Review copy provided by Tor Books.
The first thing about this book is that it nails the voice. It’s a 1930s British spy novel, and Rajaniemi gets that, down to the bones and, er, ectoplasm. It is intensely atmospheric; while the WWI of this book is not our WWI and the thirties that ensue are not our thirties, they have the same emotional heft, the same grit and shadow as ours. I like this a lot.
Second, what it has is follow-through on its worldbuilding. I watch a lot of procedurals with my workouts–no, a lot–no, really really a lot–and they quite often want to veer at least temporarily into an episode that has ghosts. But they don’t want to think about the implications of the kind of ghosts they’ve chosen: how much they can observe the world of the living, how much they can interact with physical objects, what effects that would have on life in general and the setting of the procedural in specific. Because they don’t want to write a ghost story, they want to write a procedural and do a little flirting on the side.

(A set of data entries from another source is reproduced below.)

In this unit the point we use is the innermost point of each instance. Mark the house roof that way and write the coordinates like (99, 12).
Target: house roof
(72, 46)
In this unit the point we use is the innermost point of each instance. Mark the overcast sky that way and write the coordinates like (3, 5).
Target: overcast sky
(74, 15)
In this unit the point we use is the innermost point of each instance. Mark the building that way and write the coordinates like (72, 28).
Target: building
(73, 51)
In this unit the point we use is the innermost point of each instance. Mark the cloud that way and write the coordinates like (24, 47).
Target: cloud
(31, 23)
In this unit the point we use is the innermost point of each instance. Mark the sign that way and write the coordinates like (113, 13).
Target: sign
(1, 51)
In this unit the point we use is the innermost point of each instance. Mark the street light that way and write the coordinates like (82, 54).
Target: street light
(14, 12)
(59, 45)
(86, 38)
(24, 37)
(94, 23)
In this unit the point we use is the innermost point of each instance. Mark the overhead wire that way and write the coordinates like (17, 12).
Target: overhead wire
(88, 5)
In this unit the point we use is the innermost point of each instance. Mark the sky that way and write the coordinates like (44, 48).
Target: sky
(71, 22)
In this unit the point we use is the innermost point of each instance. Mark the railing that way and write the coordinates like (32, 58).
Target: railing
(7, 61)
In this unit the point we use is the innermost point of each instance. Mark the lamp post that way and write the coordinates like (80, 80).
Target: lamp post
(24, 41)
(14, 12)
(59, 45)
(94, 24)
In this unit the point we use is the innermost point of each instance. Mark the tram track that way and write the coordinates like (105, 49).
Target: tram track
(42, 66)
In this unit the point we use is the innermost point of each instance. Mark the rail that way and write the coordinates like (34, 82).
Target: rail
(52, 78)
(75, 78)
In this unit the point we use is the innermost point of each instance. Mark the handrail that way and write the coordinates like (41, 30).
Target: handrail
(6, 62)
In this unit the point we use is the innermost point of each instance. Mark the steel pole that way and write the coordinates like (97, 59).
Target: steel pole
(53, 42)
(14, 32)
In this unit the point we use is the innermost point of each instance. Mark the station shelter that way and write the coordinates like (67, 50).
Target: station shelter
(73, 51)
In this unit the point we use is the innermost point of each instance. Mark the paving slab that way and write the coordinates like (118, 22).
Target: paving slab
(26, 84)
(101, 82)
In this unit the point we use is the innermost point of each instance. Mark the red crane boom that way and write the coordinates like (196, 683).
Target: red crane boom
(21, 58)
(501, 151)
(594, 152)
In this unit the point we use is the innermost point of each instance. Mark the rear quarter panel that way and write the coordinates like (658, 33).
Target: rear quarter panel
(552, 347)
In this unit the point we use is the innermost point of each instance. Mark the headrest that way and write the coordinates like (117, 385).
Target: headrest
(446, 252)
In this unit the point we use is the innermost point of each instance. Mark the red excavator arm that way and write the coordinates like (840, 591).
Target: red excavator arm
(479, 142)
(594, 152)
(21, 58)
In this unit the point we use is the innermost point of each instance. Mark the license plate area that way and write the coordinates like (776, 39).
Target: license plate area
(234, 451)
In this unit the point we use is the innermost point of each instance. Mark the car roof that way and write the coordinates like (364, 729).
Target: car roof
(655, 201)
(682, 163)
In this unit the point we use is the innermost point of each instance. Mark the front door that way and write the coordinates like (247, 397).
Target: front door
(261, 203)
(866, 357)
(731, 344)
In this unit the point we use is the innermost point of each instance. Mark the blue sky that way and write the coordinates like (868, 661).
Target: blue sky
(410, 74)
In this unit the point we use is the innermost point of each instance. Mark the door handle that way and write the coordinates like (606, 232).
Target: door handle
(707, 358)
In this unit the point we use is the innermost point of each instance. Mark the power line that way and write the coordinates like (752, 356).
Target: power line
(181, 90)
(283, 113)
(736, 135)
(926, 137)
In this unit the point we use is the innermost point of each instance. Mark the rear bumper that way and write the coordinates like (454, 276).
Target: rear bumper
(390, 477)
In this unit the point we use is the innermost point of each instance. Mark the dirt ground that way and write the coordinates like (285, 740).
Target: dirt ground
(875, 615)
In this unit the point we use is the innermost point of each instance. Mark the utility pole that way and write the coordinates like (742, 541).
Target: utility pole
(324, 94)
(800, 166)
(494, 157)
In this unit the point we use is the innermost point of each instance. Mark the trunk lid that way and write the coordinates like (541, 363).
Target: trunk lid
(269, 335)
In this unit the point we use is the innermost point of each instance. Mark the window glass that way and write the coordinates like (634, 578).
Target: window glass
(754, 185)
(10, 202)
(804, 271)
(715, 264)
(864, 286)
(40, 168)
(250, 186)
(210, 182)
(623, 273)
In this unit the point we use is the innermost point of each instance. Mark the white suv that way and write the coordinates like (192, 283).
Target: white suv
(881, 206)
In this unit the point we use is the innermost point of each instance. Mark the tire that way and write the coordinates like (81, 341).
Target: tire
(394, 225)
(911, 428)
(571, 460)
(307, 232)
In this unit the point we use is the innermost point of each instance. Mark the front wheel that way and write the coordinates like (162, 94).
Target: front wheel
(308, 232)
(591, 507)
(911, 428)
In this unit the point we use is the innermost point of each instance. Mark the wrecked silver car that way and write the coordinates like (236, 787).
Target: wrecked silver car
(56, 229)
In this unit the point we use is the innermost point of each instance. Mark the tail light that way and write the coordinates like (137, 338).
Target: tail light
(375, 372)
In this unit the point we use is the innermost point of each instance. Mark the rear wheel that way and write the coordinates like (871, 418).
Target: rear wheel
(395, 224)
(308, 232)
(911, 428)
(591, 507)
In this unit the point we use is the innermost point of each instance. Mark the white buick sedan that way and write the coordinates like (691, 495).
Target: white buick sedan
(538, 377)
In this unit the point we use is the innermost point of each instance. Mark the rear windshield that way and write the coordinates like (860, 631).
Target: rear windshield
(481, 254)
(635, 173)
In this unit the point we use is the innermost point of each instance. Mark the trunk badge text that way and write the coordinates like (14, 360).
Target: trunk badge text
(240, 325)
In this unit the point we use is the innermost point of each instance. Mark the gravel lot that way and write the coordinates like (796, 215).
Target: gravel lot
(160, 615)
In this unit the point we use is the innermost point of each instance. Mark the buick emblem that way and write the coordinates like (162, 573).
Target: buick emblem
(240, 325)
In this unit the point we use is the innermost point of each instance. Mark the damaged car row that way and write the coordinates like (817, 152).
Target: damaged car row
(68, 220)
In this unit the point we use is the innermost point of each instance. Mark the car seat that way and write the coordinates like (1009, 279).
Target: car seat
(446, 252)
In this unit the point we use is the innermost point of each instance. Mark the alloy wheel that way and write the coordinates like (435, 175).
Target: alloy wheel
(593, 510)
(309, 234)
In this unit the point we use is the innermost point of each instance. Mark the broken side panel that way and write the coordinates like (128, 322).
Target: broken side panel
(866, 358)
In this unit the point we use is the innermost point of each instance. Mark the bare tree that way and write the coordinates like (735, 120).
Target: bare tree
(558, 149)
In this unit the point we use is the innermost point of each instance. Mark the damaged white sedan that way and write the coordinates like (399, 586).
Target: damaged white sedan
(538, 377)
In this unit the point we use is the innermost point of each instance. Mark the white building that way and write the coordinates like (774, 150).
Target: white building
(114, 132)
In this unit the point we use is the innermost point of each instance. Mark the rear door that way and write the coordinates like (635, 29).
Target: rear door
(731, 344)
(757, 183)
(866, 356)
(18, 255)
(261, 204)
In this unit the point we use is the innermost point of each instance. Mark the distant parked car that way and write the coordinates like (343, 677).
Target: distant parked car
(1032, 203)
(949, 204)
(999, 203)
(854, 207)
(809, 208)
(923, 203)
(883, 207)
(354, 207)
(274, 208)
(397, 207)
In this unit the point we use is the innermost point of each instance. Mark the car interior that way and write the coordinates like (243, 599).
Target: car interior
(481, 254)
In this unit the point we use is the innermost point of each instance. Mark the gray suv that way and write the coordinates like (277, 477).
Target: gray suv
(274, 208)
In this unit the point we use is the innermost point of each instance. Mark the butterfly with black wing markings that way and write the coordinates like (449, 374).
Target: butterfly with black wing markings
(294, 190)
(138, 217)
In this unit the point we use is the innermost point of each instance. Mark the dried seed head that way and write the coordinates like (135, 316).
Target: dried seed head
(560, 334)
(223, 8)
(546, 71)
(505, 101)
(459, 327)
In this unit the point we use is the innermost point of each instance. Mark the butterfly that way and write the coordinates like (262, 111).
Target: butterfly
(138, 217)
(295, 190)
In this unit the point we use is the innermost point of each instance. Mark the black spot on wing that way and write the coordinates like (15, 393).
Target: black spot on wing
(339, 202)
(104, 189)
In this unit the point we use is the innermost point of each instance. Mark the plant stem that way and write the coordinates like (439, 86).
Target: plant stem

Hannu Rajaniemi wanted to write a ghost story. He wanted to think very, very hard about what all the implications would be if we knew beyond a shadow of a doubt that spirits could interact with our world in certain specified ways, that people could then build technologies and social structures around. And so there is a story with heart here, with very human characters doing very human things–but the world-building was just lovely, because it thought through surveillance and evidence in a world with ghosts, it thought through how you would go about building spy networks when death did not release your agents, and the story that ensued is a very emotionally complex human story with the speculative premise utterly essential.
I liked this a lot, and I recommend it highly.